Introdução
A bicicleta, como modal ativo, é estratégica para a mobilidade sustentável por seu baixo custo, acessibilidade e contribuição à saúde, equidade urbana e redução de impactos ambientais. Alinhada à Agenda 2030 (ODS 3, 11 e 13), promove cidades mais seguras, inclusivas e resilientes. Contudo, fragilidades na infraestrutura, como em Campo Grande (MS), comprometem sua adesão. Este estudo analisa percepções de ciclistas locais, identificando perfis, motivações e desafios, a fim de subsidiar políticas públicas que fortaleçam a mobilidade ativa e a governança urbana.
Problema de Pesquisa e Objetivo
Problema: Em Campo Grande (MS), a infraestrutura cicloviária apresenta fragilidades que comprometem segurança, eficiência e inclusão, e pouco se conhece sobre as percepções dos ciclistas quanto a essas condições, suas motivações e frustrações, o que limita políticas públicas eficazes de mobilidade sustentável.

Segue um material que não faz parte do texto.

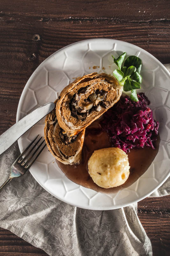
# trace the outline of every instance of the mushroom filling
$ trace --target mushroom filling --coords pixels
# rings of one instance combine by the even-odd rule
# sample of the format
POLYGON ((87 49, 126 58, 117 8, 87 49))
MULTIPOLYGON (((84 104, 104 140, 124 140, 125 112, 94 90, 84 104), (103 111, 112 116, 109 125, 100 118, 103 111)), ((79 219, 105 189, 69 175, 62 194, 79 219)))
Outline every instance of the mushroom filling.
POLYGON ((59 135, 60 137, 62 142, 66 145, 70 143, 72 143, 75 141, 77 137, 77 135, 75 135, 74 136, 71 136, 68 137, 67 136, 66 133, 65 133, 64 130, 61 128, 61 131, 59 133, 59 135))
POLYGON ((102 107, 107 108, 110 106, 109 101, 106 100, 107 92, 97 89, 85 99, 84 102, 80 101, 82 96, 86 93, 89 86, 81 88, 75 93, 70 103, 71 115, 77 119, 84 121, 92 111, 99 112, 102 107))

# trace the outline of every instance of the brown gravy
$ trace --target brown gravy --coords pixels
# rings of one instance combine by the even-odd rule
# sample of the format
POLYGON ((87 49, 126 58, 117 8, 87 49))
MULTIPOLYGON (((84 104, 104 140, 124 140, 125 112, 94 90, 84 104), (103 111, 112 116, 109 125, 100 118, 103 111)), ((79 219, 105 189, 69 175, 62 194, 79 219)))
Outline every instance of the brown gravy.
POLYGON ((86 129, 83 148, 82 161, 79 165, 65 165, 56 160, 60 168, 66 176, 73 182, 83 187, 102 193, 115 193, 129 187, 148 169, 156 156, 160 141, 159 135, 155 142, 156 149, 145 147, 144 148, 131 150, 128 153, 130 166, 130 174, 126 181, 115 188, 104 188, 93 182, 88 172, 88 161, 95 150, 111 147, 107 133, 101 130, 100 119, 93 122, 86 129))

Objetivo: Analisar as percepções dos ciclistas locais sobre a estrutura cicloviária, identificando perfis, motivações e desafios, a fim de subsidiar ações municipais que a tornem mais segura, inclusiva e sustentável.
Fundamentação Teórica
A bicicleta, embora reconhecida como transporte sustentável e democrático, enfrenta desafios estruturais em Campo Grande (MS), como fragmentação da malha cicloviária, insegurança e exclusão socioespacial, que ampliam desigualdades e limitam o direito à mobilidade. As percepções dos ciclistas emergem como indicadores estratégicos para o planejamento urbano, orientando políticas públicas sustentáveis e inclusivas. Experiências internacionais mostram que a integração entre governança, participação social e infraestrutura contínua fortalece a mobilidade ativa e resiliente.
Metodologia
A pesquisa baseou-se em revisão bibliográfica e levantamento documental, com dados secundários (Gil, 2022) tratados por abordagem qualitativa (Meira, 2025). Foram analisados artigos, dissertações, relatórios e normas sobre mobilidade urbana e bicicleta como modal ativo. O material foi categorizado em eixos: percepções dos ciclistas, benefícios ambientais e sociais e modelos de infraestrutura. A análise, guiada pelos ODS 3, 11 e 13, buscou identificar convergências e lacunas que orientem políticas públicas para cidades médias, com foco em Campo Grande (MS).
Análise e Discussão dos Resultados
As percepções dos ciclistas são centrais para a governança urbana, pois refletem interações entre condições urbanas e comportamento, influenciando adesão ou rejeição ao uso da bicicleta (Skinner, 1953; Martins, 2020). Experiências internacionais mostram que infraestrutura estruturada, políticas integradas e fiscalização fortalecem a mobilidade ativa (Cidades Sustentáveis, 2023). Em Campo Grande (MS), persistem fragilidades como desarticulação da rede e baixo financiamento, exigindo participação social e coordenação pública para uma mobilidade sustentável e justa.
Considerações Finais
Os estudos sobre as percepções dos ciclistas configuram instrumentos estratégicos para políticas públicas e planejamento urbano sustentável, ao revelar lacunas na infraestrutura e orientar investimentos mais eficazes e inclusivos. Em cidades médias, como Campo Grande (MS), a incorporação das demandas dos usuários pode consolidar uma malha cicloviária segura, contínua e integrada, ampliando a mobilidade ativa e a equidade socioespacial. A bicicleta, articulada a políticas consistentes e participação social, contribui para os ODS da ONU e para cidades mais inteligentes e responsáveis.
Referências
CIDADES SUSTENTÁVEIS. Bicicletas e cidades: mobilidade ativa para um futuro sustentável. São Paulo, 2023. GIL, A. C. Como elaborar projetos de pesquisa. 7. ed. São Paulo: Atlas, 2022. MARTINS, G. P. V. Mobilidade urbana por bicicleta. Campo Grande: UFMS, 2020. MEIRA, A. Bibliometria e o futuro da pesquisa. Campo Grande, 2025. SKINNER, B. F. Science and human behavior. New York: The Free Press, 1953.